Academic achievement, especially in such daunting fields of study, is second nature to the LMU trio.
"It can be hard, especially with practice in the morning because you have to wake up really early and if you're stuck studying for a test really late you don't get much sleep," Thames said. "But it's still manageable."
The push for academic success comes from the top of the athletic program. Cerda said she lives by the words of Matt Casana, LMU's assistant athletics director for student services.
"He likes to say the jersey never comes off," Cerda said. "So for him and for our department in general, they want us to be an example not just in the pool, athletically, but also in the classroom."
Some LMU teams provide mentorship programs in which an older team member helps an underclassman adjust to college life. The school also provides tutoring opportunities for any student-athlete who requests or is in need of extra help.

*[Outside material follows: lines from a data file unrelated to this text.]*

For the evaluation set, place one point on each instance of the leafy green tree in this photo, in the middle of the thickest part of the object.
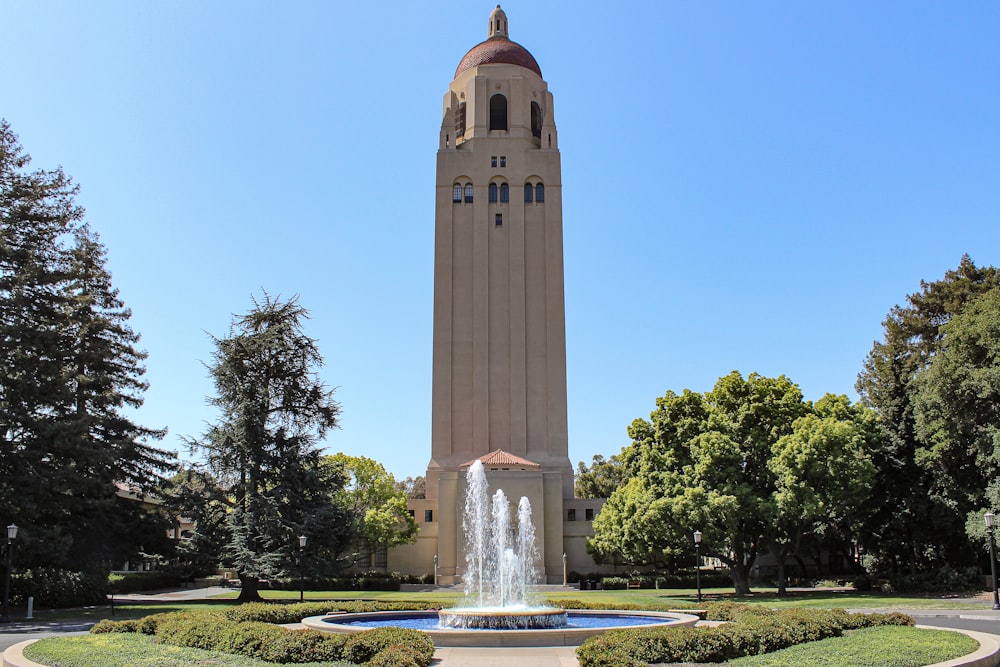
(917, 523)
(264, 449)
(600, 479)
(702, 464)
(415, 488)
(372, 497)
(69, 371)
(823, 475)
(956, 408)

"They really stay on top of us to make sure we're not giving student-athletes a bad name," said Cerda, who picked up a minor in Spanish to help with her career aspirations of being a doctor in underserved communities.
Thames said success in the classroom comes from an approach that has served him well as an athlete.
"It really forces you to have better time-management skills," he said. "If you're able to put a certain amount of dedication to the sport to be at that level, then you can also apply that to your work."